A Novel Byte-Level Flow-to-Image Encoding Method for Network Intrusion Detection Systems

TL;DR

This paper introduces a byte-level flow-to-image encoding method for network intrusion detection, transforming flow records into images to improve detection accuracy using convolutional models.

Contribution

The novel encoding technique converts network flow data into fixed-size images, enabling CNNs to better exploit feature correlations for intrusion detection.

Findings

Image-based models outperform flow-based models in accuracy.

Encoding preserves spatial layout and is reversible.

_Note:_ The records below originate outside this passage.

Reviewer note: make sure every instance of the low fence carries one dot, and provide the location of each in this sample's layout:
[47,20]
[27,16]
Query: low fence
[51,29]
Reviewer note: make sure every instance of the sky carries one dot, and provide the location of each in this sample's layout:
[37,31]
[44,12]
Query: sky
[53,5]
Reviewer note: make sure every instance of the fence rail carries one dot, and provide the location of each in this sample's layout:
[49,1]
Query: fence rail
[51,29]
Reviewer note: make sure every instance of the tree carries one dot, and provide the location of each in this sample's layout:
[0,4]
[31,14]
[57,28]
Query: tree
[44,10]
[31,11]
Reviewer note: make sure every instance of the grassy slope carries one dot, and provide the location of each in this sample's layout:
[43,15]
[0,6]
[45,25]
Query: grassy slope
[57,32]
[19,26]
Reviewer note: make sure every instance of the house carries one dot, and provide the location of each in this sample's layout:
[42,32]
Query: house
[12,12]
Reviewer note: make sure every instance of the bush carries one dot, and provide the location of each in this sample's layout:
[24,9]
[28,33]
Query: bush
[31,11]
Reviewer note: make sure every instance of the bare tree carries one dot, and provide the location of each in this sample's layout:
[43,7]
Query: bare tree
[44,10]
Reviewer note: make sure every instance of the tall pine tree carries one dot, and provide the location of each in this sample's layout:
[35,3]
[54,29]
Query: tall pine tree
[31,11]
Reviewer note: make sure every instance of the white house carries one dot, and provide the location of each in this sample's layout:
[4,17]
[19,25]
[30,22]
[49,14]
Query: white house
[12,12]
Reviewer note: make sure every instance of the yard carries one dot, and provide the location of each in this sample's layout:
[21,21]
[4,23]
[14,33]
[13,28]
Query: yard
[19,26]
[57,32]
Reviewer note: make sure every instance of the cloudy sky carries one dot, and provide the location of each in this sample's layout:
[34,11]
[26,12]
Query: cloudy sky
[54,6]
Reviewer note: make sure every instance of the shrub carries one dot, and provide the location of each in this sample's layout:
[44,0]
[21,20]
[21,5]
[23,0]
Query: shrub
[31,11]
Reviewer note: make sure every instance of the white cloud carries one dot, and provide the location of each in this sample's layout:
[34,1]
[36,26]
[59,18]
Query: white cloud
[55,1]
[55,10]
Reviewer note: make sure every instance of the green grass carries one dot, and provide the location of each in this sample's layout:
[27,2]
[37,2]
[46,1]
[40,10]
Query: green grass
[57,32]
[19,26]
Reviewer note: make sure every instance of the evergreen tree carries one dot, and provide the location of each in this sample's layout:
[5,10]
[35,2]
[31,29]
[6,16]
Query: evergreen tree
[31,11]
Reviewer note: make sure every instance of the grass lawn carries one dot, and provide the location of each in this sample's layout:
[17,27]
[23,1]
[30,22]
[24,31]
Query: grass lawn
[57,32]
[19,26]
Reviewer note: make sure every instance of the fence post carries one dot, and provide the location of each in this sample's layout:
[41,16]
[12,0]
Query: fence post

Significant accuracy improvements on benchmark datasets.

Abstract

Network-based Intrusion Detection Systems (IDS) are predominantly trained on tabular flow records, whose one-dimensional representations limit convolutional architectures from exploiting inter-feature spatial correlations. This paper presents a novel byte-level flow-to-image encoding method that converts each network-flow record into a fixed-size RGB image. Continuous features are serialised using IEEE-754 single-precision format and packed sequentially into pixels along an inverted-L shaped trajectory, while discrete features are mapped to byte values and placed contiguously in the middle image row's centre. The encoding is deterministic and reversible, preserving a fixed spatial layout across all samples. Four IDS models are evaluated on NSL-KDD and UNSW-NB15 datasets with both flow and image-based configurations. The image-based representation yields consistent accuracy gains of up to 15.6\% and 12.8\% for binary and multi-classification on UNSW-NB15, and up to 3.5\% and 3.2\% on NSL-KDD, highlighting the potential of byte-level visual encoding to strengthen AI-driven intrusion detection in local computer networks.